Fire Sale on Shuttles

NASA is seeking out museums and other parties that are willing to display the retired shuttles.  The only hitch is that you need to pay about $29 million just to get the shuttle to your location since it will be delivered via a special Boeing 747.  The Wall Street Journal had a good article on NASA's search, titled Shuttle Diplomacy: Museums Launch Bids for Retiring Space Planes.  One of the new locations has already been decided - Washington DC's National Air and Space Museum. The museum will be getting the shuttle Discovery.  And while the museum already has the shuttle Enterprise (which never left the ground), it is willing to put the Enterprise back into play so it is now one of the three shuttles to be relocated (the other two being Atlantis and Endeavour, since the Challenger and Columbia are no longer with us).
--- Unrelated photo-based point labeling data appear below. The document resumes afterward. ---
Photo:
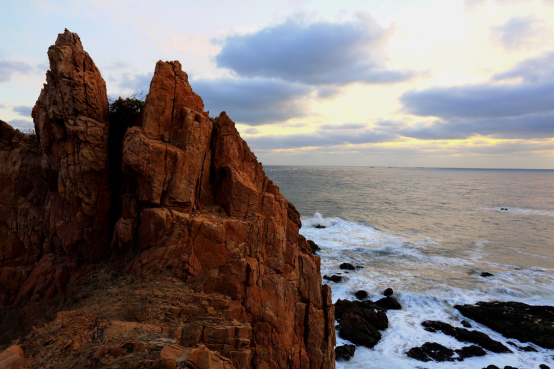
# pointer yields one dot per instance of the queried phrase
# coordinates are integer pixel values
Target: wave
(522, 211)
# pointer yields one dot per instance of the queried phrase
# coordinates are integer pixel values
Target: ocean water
(428, 234)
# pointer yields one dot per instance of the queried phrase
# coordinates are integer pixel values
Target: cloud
(535, 70)
(253, 101)
(532, 126)
(138, 81)
(519, 33)
(514, 104)
(8, 68)
(23, 110)
(323, 138)
(321, 53)
(22, 124)
(480, 100)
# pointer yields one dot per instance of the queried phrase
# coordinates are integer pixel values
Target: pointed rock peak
(70, 39)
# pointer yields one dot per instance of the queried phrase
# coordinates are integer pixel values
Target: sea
(429, 233)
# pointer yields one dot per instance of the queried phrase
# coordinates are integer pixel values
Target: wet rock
(431, 351)
(347, 266)
(12, 358)
(333, 278)
(360, 322)
(361, 294)
(523, 349)
(345, 352)
(467, 336)
(515, 320)
(389, 303)
(314, 246)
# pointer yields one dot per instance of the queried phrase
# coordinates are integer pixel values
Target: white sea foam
(428, 280)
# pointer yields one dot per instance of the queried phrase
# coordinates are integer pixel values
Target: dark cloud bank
(516, 103)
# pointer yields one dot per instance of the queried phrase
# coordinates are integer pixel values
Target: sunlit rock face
(194, 200)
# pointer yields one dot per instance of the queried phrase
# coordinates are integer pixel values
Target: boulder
(515, 320)
(360, 322)
(12, 358)
(389, 303)
(345, 352)
(466, 336)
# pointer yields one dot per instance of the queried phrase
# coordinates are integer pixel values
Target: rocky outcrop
(515, 320)
(192, 201)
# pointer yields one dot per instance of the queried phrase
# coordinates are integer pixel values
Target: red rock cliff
(195, 201)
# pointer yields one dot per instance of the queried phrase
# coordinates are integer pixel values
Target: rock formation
(192, 202)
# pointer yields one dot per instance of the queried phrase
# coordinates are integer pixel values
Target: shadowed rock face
(195, 201)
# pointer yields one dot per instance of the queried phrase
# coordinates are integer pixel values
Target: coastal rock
(345, 352)
(347, 266)
(333, 278)
(12, 358)
(467, 336)
(196, 205)
(389, 303)
(361, 294)
(360, 322)
(515, 320)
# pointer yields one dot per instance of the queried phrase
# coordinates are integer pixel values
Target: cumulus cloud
(253, 101)
(323, 138)
(480, 100)
(23, 110)
(516, 103)
(8, 68)
(519, 33)
(531, 126)
(139, 81)
(320, 53)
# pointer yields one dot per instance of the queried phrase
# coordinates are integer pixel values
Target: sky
(426, 83)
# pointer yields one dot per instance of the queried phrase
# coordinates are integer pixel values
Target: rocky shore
(186, 255)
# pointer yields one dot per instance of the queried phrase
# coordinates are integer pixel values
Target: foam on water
(429, 280)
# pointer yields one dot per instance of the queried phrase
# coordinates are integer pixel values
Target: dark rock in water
(347, 266)
(345, 352)
(470, 351)
(431, 351)
(360, 322)
(361, 294)
(314, 246)
(515, 320)
(524, 349)
(333, 278)
(467, 336)
(389, 303)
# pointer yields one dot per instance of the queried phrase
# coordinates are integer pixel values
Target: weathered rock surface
(195, 203)
(360, 322)
(467, 336)
(515, 320)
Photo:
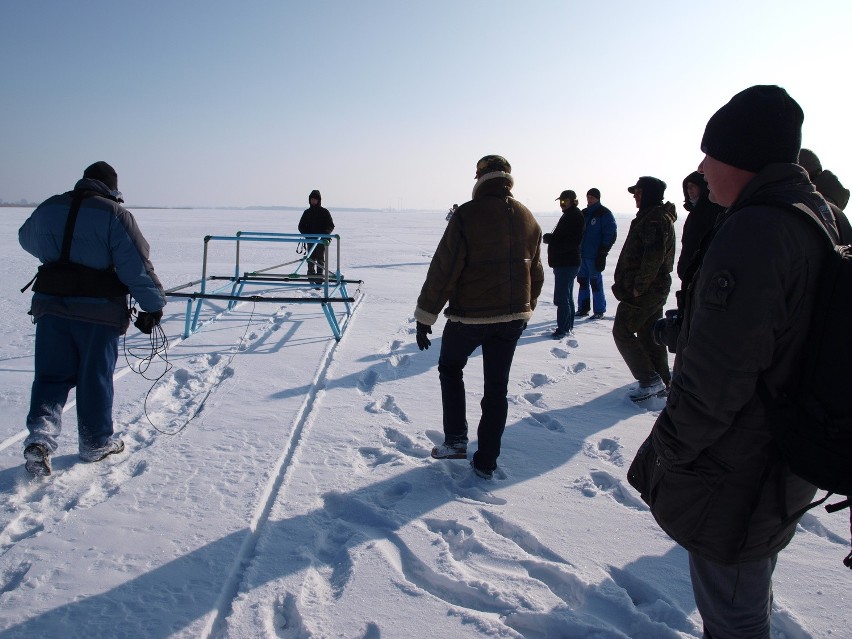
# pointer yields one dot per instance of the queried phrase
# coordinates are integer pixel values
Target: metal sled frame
(332, 285)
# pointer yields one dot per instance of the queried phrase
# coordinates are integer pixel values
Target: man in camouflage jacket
(641, 285)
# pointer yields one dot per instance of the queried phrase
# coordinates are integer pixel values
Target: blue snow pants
(589, 277)
(72, 353)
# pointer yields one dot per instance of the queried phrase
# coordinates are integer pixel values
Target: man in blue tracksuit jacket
(78, 324)
(598, 239)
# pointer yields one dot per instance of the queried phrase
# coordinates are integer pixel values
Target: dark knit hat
(758, 126)
(104, 173)
(492, 164)
(652, 190)
(695, 178)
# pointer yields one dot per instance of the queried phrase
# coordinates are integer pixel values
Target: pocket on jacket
(717, 290)
(681, 498)
(642, 468)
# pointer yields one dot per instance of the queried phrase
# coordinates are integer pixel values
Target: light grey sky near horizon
(389, 104)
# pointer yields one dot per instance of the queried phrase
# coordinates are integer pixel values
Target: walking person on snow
(487, 270)
(94, 254)
(563, 256)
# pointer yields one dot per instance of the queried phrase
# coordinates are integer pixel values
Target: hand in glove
(146, 322)
(423, 342)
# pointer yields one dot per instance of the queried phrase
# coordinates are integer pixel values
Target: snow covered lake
(277, 483)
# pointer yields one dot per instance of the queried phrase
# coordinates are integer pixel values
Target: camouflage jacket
(647, 257)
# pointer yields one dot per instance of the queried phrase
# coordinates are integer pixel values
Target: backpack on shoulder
(813, 423)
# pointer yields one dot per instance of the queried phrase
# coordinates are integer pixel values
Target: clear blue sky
(388, 104)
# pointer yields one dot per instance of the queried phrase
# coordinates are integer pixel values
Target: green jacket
(647, 257)
(487, 267)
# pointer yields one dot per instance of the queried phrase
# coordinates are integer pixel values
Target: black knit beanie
(104, 173)
(758, 126)
(653, 190)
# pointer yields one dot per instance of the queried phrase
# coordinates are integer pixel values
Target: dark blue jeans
(734, 599)
(498, 343)
(72, 353)
(563, 296)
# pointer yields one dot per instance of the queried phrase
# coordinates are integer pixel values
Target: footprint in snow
(600, 481)
(404, 444)
(607, 449)
(539, 379)
(548, 422)
(367, 382)
(375, 457)
(535, 399)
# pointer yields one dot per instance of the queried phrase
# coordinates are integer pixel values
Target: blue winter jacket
(105, 235)
(600, 231)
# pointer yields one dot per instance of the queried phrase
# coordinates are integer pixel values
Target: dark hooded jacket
(699, 221)
(105, 236)
(645, 264)
(487, 266)
(563, 244)
(316, 219)
(712, 476)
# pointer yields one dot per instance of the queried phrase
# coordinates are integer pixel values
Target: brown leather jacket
(487, 264)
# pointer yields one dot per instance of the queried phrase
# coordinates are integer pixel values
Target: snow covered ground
(278, 483)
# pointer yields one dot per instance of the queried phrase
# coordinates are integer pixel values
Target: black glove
(667, 329)
(423, 342)
(146, 322)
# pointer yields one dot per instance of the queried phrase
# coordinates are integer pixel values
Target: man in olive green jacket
(487, 270)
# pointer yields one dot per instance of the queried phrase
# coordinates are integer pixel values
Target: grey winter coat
(105, 235)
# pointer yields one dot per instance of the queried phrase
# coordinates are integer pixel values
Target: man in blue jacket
(598, 238)
(92, 255)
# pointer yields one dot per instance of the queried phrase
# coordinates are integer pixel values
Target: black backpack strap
(71, 222)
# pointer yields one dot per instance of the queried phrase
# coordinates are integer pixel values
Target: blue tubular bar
(332, 284)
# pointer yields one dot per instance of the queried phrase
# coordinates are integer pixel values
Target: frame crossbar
(331, 284)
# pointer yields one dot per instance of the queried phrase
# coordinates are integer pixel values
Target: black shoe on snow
(37, 458)
(450, 451)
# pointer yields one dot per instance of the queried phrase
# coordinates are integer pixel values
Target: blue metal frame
(332, 284)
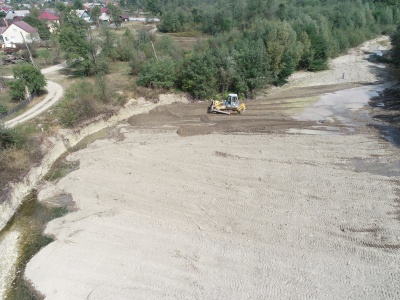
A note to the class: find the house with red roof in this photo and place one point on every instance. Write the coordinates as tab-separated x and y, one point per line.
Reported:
50	20
18	31
4	9
46	16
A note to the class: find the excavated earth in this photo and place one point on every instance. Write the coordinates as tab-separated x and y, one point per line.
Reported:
297	198
180	204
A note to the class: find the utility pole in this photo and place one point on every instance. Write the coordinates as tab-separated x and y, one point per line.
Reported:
26	45
155	54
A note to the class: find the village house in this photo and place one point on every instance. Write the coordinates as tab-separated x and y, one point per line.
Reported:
4	9
82	14
19	31
51	20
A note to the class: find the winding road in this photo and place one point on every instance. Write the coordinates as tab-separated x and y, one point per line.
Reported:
54	94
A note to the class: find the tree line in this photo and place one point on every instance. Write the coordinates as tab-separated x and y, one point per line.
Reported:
244	44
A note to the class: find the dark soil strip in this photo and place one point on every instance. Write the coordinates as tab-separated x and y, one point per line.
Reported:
30	220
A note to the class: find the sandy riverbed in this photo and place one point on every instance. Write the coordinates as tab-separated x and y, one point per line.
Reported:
178	204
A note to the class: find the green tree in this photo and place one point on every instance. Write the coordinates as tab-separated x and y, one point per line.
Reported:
30	76
77	4
169	22
108	42
33	20
198	76
17	90
158	73
95	13
395	52
81	48
115	14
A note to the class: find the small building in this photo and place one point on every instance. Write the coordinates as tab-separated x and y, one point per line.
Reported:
124	18
50	20
4	9
82	14
104	19
18	31
21	13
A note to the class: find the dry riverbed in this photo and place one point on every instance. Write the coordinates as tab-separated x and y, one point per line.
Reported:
297	198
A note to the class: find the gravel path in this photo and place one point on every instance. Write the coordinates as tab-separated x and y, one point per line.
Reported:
178	204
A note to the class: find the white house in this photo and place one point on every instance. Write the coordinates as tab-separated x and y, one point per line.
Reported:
18	31
82	14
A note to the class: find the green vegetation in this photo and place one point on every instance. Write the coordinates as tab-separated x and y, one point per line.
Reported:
395	40
30	221
255	43
83	100
30	76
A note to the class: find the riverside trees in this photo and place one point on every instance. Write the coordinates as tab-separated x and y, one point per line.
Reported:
253	42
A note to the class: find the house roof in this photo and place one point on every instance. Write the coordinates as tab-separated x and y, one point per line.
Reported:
25	26
21	13
48	16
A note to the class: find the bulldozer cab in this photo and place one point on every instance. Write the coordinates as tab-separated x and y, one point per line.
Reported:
232	101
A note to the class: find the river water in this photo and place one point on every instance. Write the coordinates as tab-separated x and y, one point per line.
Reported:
333	113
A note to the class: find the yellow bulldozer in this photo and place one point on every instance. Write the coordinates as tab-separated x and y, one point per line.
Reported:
230	105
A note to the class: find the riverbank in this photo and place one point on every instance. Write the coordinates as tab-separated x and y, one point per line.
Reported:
181	204
57	145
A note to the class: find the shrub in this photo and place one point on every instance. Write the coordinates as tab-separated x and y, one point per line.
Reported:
30	76
10	137
77	105
17	90
158	73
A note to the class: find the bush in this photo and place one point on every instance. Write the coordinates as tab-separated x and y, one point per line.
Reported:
10	137
17	90
30	76
158	73
3	109
77	105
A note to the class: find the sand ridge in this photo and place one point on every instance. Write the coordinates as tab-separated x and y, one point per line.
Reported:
194	206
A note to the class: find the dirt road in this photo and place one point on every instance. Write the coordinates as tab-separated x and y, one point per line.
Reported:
272	204
54	94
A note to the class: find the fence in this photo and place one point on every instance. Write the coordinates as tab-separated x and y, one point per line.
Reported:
20	105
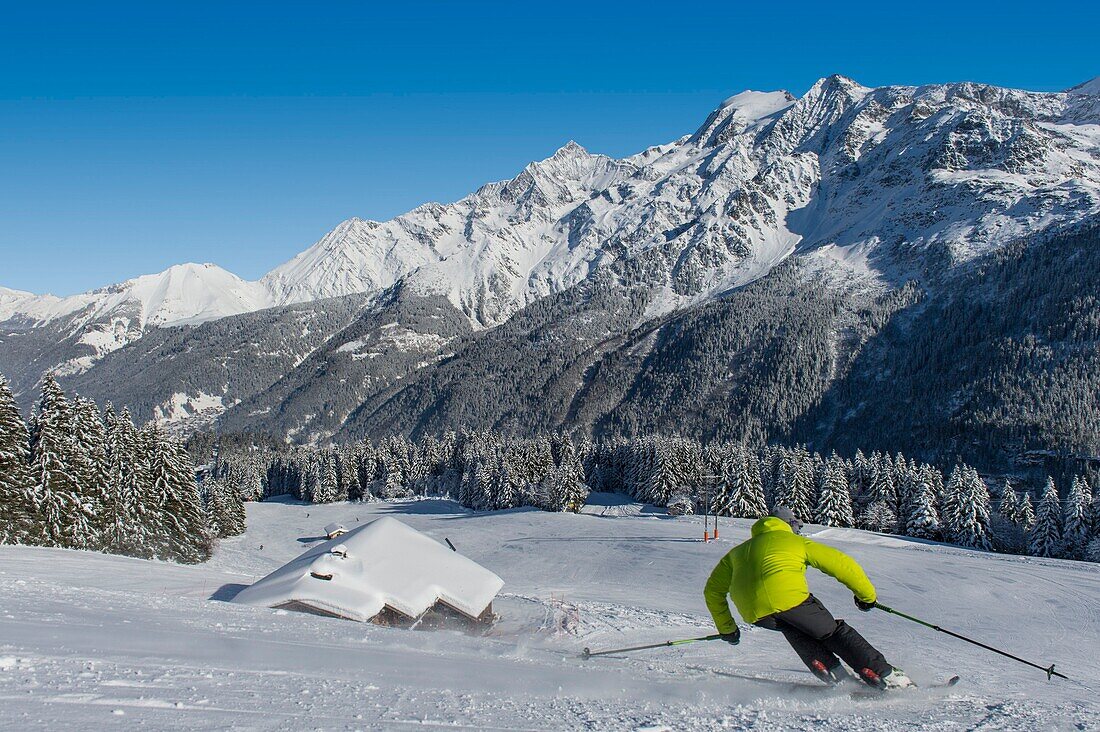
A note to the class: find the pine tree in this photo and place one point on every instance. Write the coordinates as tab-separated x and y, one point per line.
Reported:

NASA requires that the other locations be in the United States and near a large airport that can handle the 747.  Another condition is that you need to get the shuttle from the airport to the proposed location intact, which is no easy feat for many locations.  Some potential future hosts of shuttles include New York City's Intrepid Sea, Air & Space Museum, Dayton's National Museum of the U.S. Air Force, Seattle's Museum of Flight, Houston's Johnson Space Center, and the Kennedy Space Center Visitor Complex.  Competition will be fierce, and congressional leaders are expected to muddy the waters with their own pleas. 

I am a bit concerned that we are fighting over these museum relics while our space program currently has nothing on the drawing board to replace the shuttle.  Remember the Soviet Union's Buran?  This Soviet shuttle was a complete rip-off of our space shuttle, which is itself a sad story given the Soviets great strides in space travel.  But the really sad story is the final end to the Buran.  It was retired in 1993 and destroyed when a hangar collapsed in 2002.  Nothing similar was ever tried again.

However, the Russians still have the last laugh since they currently have the only spacecraft that can get American astronauts up to the International Space Station.  Even more interesting, there were rumors of the Russian's trying to revive the Buran shuttle program to take advantage of the demise of the U.S. Space Shuttle program.  I have not read anything new about this, but it would certainly be an interesting turn of events.